Raised on the streets of Roxbury, my mother grew up in a family of ten where ‘first come, first served’ was more than a byline. To compensate for her petite frame, she spoke sharply and loudly so no one missed her words or meaning. A tough cookie, she brooked little nonsense from her younger siblings, dressing and shuffling them off to school or whipping up a quick meal of beans and franks. She learned to be efficient in her own mother’s kitchen because free time and leftovers vanished faster than a clump of snow dumped on a hot sidewalk.

After moving to suburbia, my mother quickly distinguished herself from the other mothers who lived among the rows of postage-stamp-sized houses. An easy feat for a feisty five-foot brunette who moved with the speed of an electric beater set on full blast and spoke with the tact of a swinging baseball bat. Direct and efficient, my mother didn’t let minor details like measuring first before cutting or asking the opinions of others because that would slow her down.

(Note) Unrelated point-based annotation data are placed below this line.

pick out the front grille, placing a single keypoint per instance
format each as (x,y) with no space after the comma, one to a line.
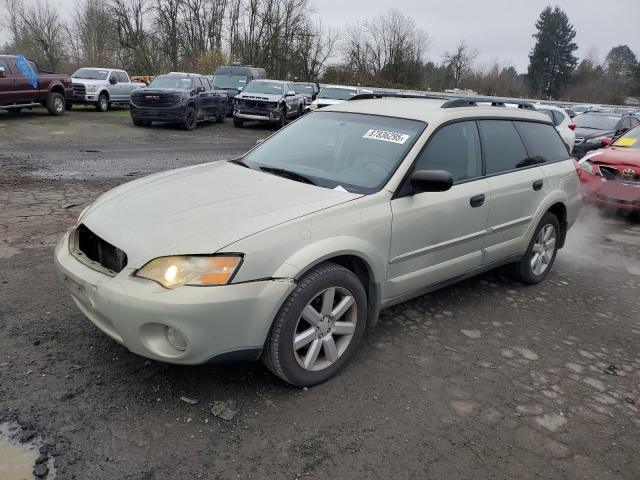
(155,100)
(612,173)
(91,246)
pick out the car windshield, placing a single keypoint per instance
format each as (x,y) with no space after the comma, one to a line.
(267,88)
(596,122)
(229,82)
(172,81)
(631,139)
(337,93)
(303,88)
(354,152)
(91,74)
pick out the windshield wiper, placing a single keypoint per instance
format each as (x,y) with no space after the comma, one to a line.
(288,174)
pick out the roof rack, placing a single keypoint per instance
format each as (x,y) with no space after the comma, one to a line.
(495,102)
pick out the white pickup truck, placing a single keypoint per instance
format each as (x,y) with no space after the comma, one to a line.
(102,87)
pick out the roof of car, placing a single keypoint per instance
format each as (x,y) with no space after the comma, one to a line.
(430,110)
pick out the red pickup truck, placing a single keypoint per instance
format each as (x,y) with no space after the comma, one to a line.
(23,86)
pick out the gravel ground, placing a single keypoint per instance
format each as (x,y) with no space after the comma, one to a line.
(486,379)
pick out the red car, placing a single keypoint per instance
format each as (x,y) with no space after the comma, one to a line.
(611,175)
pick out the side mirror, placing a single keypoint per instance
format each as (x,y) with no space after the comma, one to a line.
(431,181)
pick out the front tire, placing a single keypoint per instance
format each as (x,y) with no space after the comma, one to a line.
(103,103)
(536,263)
(318,327)
(55,104)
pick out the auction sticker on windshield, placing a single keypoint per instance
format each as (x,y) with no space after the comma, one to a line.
(385,136)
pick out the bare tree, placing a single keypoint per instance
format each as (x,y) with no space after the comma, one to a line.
(460,61)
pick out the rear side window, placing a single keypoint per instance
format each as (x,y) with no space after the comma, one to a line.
(454,149)
(503,147)
(542,142)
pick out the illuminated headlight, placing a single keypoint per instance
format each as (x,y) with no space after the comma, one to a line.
(588,167)
(195,270)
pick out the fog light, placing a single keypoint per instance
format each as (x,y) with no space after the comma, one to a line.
(176,339)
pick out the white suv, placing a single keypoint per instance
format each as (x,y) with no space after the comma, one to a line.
(290,252)
(562,122)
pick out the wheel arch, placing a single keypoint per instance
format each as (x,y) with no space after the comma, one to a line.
(559,209)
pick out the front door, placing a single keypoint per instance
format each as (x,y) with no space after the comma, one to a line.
(437,236)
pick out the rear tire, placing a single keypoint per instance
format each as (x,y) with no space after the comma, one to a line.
(318,327)
(56,104)
(536,263)
(103,103)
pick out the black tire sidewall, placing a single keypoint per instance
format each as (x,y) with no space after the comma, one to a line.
(524,269)
(294,373)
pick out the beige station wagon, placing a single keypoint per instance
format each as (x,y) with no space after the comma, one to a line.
(289,253)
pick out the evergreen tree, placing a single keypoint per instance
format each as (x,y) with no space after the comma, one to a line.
(551,61)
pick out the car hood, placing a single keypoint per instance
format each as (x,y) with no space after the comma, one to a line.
(617,156)
(592,133)
(201,209)
(87,81)
(265,97)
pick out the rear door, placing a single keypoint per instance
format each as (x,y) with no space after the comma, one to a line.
(439,235)
(517,188)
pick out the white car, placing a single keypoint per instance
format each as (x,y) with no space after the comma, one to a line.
(334,94)
(561,121)
(290,252)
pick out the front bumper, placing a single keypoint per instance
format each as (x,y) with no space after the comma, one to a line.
(215,321)
(175,114)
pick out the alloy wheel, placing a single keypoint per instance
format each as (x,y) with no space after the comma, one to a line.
(543,249)
(325,328)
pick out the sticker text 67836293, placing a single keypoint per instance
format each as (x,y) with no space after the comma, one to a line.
(385,136)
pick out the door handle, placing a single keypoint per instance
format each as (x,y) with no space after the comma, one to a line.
(477,201)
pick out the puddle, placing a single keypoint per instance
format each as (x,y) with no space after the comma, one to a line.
(17,459)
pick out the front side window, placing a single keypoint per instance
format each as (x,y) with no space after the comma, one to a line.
(348,151)
(542,142)
(503,147)
(265,88)
(454,149)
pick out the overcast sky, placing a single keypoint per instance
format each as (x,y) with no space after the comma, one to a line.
(500,29)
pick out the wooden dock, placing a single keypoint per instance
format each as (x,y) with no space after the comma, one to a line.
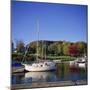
(49,84)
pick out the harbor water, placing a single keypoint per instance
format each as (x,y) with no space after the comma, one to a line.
(64,72)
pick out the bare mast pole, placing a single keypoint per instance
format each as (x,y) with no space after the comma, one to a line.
(37,38)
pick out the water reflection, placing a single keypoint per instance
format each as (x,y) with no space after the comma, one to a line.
(63,72)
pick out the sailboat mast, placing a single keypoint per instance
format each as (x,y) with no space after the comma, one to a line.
(37,39)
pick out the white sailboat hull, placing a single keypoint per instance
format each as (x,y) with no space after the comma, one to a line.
(45,66)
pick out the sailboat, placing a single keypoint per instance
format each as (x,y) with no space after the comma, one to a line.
(40,64)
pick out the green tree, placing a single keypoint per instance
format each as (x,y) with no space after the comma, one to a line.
(82,48)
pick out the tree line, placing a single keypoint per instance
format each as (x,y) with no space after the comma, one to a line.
(52,48)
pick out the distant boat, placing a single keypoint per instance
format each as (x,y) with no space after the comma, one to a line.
(82,62)
(40,64)
(79,62)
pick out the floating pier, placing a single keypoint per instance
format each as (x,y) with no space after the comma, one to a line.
(49,84)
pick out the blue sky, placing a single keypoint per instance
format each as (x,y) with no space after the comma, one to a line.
(56,21)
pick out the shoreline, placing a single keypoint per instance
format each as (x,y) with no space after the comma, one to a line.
(49,84)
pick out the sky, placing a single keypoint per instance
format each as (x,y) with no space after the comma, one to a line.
(56,21)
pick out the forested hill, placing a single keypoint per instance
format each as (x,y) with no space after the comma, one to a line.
(53,47)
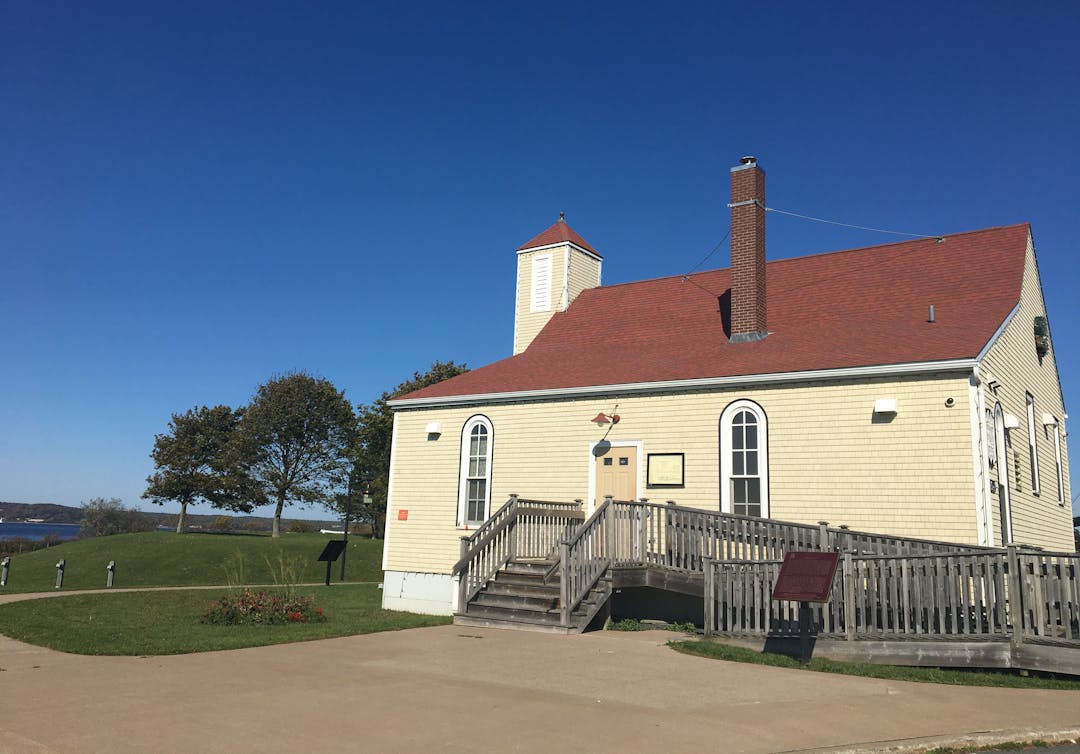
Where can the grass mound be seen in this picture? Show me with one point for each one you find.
(169, 622)
(164, 559)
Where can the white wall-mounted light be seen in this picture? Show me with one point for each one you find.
(885, 405)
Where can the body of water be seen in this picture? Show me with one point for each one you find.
(38, 532)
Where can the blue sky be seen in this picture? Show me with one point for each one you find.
(197, 196)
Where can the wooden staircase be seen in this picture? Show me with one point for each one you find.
(520, 596)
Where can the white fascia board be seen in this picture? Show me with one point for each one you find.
(594, 255)
(690, 385)
(997, 334)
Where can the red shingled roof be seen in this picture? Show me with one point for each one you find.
(862, 307)
(559, 232)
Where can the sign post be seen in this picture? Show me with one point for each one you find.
(331, 553)
(806, 577)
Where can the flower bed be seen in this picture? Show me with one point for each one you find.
(265, 608)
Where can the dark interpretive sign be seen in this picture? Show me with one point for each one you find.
(806, 576)
(332, 551)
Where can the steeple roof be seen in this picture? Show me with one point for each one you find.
(559, 232)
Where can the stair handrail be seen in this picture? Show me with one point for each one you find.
(496, 542)
(580, 569)
(476, 564)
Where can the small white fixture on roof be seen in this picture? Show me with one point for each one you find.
(885, 405)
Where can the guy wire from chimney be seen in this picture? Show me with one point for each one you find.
(848, 225)
(693, 269)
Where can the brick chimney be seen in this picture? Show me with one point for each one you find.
(747, 252)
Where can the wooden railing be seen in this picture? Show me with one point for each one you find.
(683, 538)
(584, 557)
(1050, 592)
(990, 594)
(521, 528)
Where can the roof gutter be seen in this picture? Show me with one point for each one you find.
(691, 385)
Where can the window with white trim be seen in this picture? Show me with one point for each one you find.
(474, 489)
(1057, 460)
(541, 283)
(744, 460)
(1033, 447)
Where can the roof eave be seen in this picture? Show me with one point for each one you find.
(571, 244)
(689, 385)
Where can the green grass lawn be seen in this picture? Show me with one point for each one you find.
(167, 622)
(164, 559)
(717, 650)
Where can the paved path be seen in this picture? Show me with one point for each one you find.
(464, 689)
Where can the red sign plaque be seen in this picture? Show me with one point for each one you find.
(806, 576)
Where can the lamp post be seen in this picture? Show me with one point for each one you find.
(345, 537)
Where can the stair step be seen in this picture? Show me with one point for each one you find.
(462, 619)
(551, 618)
(525, 579)
(540, 590)
(525, 602)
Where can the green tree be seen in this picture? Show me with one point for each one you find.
(194, 461)
(104, 516)
(294, 441)
(370, 455)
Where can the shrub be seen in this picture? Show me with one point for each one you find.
(102, 517)
(262, 608)
(221, 523)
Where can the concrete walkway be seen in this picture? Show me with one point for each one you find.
(464, 689)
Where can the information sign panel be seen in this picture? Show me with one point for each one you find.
(332, 551)
(806, 576)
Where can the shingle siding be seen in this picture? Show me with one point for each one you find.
(1013, 363)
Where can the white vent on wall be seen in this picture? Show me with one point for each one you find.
(885, 405)
(541, 283)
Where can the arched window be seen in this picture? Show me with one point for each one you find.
(1004, 496)
(1033, 446)
(744, 459)
(474, 489)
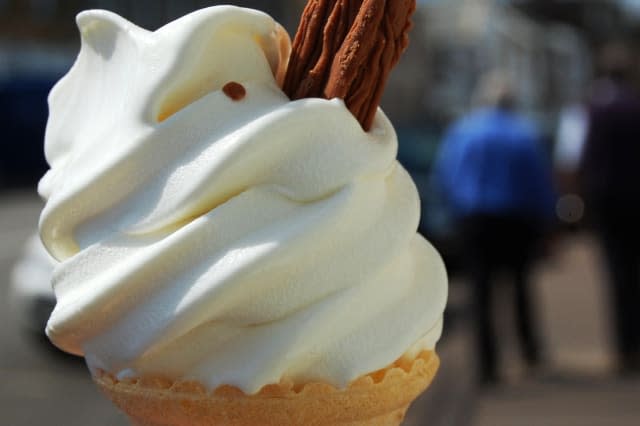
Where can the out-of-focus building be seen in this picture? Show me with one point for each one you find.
(550, 61)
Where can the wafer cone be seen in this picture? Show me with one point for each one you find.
(379, 398)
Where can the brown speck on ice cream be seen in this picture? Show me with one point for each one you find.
(234, 90)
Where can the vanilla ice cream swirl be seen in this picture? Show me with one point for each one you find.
(230, 240)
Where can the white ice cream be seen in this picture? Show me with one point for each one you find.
(232, 242)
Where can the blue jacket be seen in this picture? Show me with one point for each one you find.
(491, 162)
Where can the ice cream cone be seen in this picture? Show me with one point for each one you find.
(379, 398)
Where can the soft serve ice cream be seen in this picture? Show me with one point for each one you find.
(209, 228)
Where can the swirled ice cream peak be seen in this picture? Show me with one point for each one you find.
(230, 240)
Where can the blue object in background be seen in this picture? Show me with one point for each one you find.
(492, 162)
(23, 118)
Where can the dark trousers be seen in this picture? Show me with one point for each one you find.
(494, 244)
(619, 232)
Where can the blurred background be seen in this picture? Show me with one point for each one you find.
(518, 121)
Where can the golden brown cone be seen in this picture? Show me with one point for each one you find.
(377, 399)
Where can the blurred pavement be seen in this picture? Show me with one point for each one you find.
(40, 385)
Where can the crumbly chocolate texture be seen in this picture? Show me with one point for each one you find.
(346, 49)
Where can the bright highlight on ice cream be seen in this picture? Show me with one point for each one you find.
(211, 229)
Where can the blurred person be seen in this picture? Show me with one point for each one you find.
(610, 180)
(492, 173)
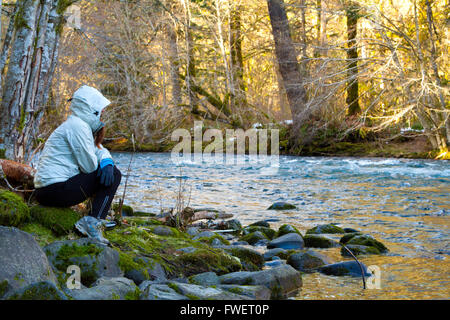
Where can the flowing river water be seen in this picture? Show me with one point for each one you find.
(403, 203)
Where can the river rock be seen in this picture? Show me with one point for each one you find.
(253, 237)
(205, 279)
(365, 240)
(253, 292)
(196, 292)
(161, 292)
(346, 268)
(358, 250)
(325, 228)
(280, 280)
(270, 233)
(152, 271)
(251, 260)
(13, 210)
(317, 241)
(44, 290)
(275, 252)
(287, 228)
(22, 261)
(94, 259)
(288, 241)
(106, 288)
(281, 206)
(307, 261)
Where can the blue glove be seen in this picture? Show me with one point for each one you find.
(106, 172)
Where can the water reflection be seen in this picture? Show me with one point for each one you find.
(404, 203)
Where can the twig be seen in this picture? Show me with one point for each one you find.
(126, 180)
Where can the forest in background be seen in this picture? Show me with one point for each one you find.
(325, 72)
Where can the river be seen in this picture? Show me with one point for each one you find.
(403, 203)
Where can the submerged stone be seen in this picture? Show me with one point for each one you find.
(325, 228)
(317, 241)
(281, 206)
(13, 210)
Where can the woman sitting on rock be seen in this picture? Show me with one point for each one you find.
(75, 166)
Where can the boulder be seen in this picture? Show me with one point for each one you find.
(44, 290)
(253, 237)
(252, 292)
(288, 241)
(358, 250)
(325, 228)
(280, 280)
(93, 258)
(196, 292)
(307, 261)
(107, 288)
(317, 241)
(251, 260)
(281, 206)
(22, 261)
(269, 233)
(346, 268)
(13, 210)
(161, 292)
(205, 279)
(287, 228)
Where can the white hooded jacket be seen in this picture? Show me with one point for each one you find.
(70, 149)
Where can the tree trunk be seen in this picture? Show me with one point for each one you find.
(352, 12)
(287, 62)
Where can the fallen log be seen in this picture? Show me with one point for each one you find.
(17, 173)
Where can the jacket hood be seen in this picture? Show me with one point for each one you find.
(87, 104)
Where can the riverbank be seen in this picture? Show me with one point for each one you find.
(414, 147)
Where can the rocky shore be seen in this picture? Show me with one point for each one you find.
(147, 260)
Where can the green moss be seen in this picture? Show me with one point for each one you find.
(287, 228)
(133, 294)
(126, 210)
(270, 233)
(325, 228)
(209, 240)
(3, 287)
(60, 220)
(13, 210)
(365, 240)
(41, 234)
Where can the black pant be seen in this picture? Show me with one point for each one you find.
(77, 189)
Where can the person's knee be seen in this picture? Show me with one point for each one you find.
(117, 175)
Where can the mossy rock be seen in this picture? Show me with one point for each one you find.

Besides — her way was the right way.

Such was her approach to making Christmas sugar cookies — don’t deviate from the plan, negotiate ingredients, or become distracted during the assembly process because she had it figured out. Baking was a simple process — stir, roll, cut — and one in which my mother didn’t care if I lopped off an angel’s wing or amputated Santa’s leg, just as long the cookies were prepped, which meant dousing the dough with Christmas-colored sugar crystals so she could slam them into the oven.
When the oven buzzed and my mother plunked the hot trays onto the stovetop, the moment was akin to the kid who asked Santa for a real pony only to get a coloring book about horses. Before me laid trays of missed expectations. Rows of misshapen Santas and wingless angels, their charred backsides and blackened edges, stared back accusingly as if to ask — what had we done wrong? Even the color had drained from the sugar crystals; the sharp margins melted and seared in the darkened dough. To add insult to injury, the cookies tasted as bad as they looked — burnt and bitter.

They were nothing but a bunch of tough cookies.

For years, we baked our too-burnt, too-tough cookies because tradition demanded, but once I matriculated to adulthood, I stopped making them because I could.
But then something changed. Someone offered me a homemade sugar cookie, and it looked nothing like the ones from my mother’s kitchen.
The cookie’s underside was pale yellow, and instead of faded sugar crystals, the cutout was decorated with a layer of translucence glaze and buttercream icing.

And the taste.

Sweet, buttery and light. Unlike our scorched cookies, I ate more than one.
Was my mother aware of this so-called sugar cookie, or perhaps the recipe was a recent development?

Like a scientist with irrefutable data, I approached my mother with proof.

“Did you know this is how a sugar cookie is made?” I pointed to the glossy photo in a holiday magazine. “And that they can look like this?”

“Of course I did.” She grinned, the corners of her mouth twitching.

I was confused. My mother enjoyed baking and cooking; did she have a particular vendetta against sugar cookies?

“So why burn them?” I asked.

Nonplussed, my mother shrugged and said, “No one asked me to make a second batch, did they?”